Amazon Hit With Major Data Breach | News | Xuper IT

Amazon hit with major data breach

Two days ahead of Black Friday, Amazon suffered a major data breach that caused customer’s personal details including names and email addresses to be disclosed on it’s website.

Amazon emailed the affected users on Tuesday, warning them that it exposed an unknown number of customer addresses after a technical error. The firm has refused to give any further details on how many people were affected or where they are based.

In the email with the subject line: “Important Information about your Amazon.com Account.” Amazon stated “We’re contact you to let you know that our website inadvertently disclosed your email address due to a technical error.” The firm provided few details but confirmed that: “The issue has been fixed. This is not a result of anything you have done, and there is no need for you to change your password or take any further action.”

Unfortunately, users don’t know which of Amazon’s sites was impacted, who their personal details could have been exposed to, or any idea of the number of victims. Amazon have also been unclear on whether it has plans to contact any government regulatory bodies.

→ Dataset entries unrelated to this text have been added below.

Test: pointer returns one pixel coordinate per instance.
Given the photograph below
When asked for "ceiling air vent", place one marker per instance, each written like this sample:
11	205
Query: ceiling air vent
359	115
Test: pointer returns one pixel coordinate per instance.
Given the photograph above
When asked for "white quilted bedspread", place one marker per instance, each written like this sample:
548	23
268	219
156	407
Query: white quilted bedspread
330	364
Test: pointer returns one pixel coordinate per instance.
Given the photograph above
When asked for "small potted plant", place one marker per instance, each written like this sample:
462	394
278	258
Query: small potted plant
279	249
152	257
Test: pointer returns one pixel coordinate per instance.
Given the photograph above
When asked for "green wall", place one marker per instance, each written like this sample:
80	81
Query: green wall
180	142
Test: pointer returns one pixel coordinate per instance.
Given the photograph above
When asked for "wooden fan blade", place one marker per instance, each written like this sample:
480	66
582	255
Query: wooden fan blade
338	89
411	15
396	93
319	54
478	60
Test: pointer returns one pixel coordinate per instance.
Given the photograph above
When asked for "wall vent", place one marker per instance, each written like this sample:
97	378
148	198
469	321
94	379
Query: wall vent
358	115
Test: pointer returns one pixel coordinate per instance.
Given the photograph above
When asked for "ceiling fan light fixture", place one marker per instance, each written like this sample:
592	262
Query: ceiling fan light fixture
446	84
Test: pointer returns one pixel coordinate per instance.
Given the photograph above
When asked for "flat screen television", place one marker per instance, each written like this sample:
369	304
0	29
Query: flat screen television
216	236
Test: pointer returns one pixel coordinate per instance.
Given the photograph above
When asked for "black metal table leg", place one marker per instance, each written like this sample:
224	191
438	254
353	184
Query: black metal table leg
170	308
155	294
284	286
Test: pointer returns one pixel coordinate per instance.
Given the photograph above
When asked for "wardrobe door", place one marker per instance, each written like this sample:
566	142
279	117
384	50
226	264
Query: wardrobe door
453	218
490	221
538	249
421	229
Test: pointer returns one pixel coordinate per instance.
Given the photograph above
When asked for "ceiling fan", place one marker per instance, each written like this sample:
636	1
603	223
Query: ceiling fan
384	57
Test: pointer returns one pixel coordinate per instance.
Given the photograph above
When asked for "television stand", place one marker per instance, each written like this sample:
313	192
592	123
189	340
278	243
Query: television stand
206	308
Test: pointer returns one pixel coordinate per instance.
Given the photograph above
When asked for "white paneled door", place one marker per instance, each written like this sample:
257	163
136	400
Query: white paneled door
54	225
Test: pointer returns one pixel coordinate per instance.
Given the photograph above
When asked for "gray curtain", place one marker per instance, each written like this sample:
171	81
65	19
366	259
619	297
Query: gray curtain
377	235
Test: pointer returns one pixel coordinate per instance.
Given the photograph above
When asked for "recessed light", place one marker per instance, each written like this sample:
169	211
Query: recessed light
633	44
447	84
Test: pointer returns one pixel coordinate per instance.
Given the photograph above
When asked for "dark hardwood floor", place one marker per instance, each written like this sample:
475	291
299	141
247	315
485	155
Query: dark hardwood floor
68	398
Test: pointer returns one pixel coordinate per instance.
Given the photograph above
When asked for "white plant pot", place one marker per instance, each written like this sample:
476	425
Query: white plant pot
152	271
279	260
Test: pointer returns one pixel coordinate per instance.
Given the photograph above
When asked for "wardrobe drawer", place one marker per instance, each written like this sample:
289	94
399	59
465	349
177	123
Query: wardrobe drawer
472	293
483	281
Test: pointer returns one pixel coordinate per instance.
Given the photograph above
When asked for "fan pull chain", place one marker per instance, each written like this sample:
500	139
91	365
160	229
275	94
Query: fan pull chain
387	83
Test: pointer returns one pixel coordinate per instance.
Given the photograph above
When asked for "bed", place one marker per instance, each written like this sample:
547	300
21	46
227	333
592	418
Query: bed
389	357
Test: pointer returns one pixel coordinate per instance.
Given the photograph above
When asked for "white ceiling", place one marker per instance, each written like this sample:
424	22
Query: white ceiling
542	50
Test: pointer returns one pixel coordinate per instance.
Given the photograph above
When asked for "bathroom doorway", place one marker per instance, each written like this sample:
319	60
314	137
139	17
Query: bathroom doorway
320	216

UK data regulator the Information Commissioner’s Office, who must be informed of any data breach as part of the GDPR (General Data Protection Regulation), said it was following the situation.

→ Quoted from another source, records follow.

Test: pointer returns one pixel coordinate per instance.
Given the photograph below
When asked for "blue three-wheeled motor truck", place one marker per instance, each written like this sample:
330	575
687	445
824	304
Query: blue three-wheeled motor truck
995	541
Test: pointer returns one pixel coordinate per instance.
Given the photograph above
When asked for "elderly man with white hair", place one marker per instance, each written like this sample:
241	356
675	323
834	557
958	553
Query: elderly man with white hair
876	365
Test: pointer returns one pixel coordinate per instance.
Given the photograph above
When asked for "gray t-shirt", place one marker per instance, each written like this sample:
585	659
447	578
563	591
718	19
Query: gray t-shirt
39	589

Industry experts have recommended those affected should ignore Amazon’s advice and consider changing their passwords.

Richard Walters, chief technical officer of cybersecurity firm CensorNet, said “If the reports are correct, the information leaked – names and email addresses – is less significant than some of these other breaches, which saw card details leaked,” he said. “However, it would be wrong to assume that this makes the breach inconsequential. Cyber-criminals can do a lot of damage with a large database of names and emails.

“A large majority of people still use predictable passwords, and thanks to previous high-profile breaches many people’s passwords are also readily available on the dark web. For cyber-criminals, it then just becomes an exercise in joining the dots.

“If you’ve been affected, make sure you change your passwords quickly.”

With one of the busiest retail days of the year, Black Friday around the corner, this security lapse could not have come at a much worse time. The issue could scare users away from Amazon, which could be problematic for revenue if the issue impacted a large number of users just before Black Friday.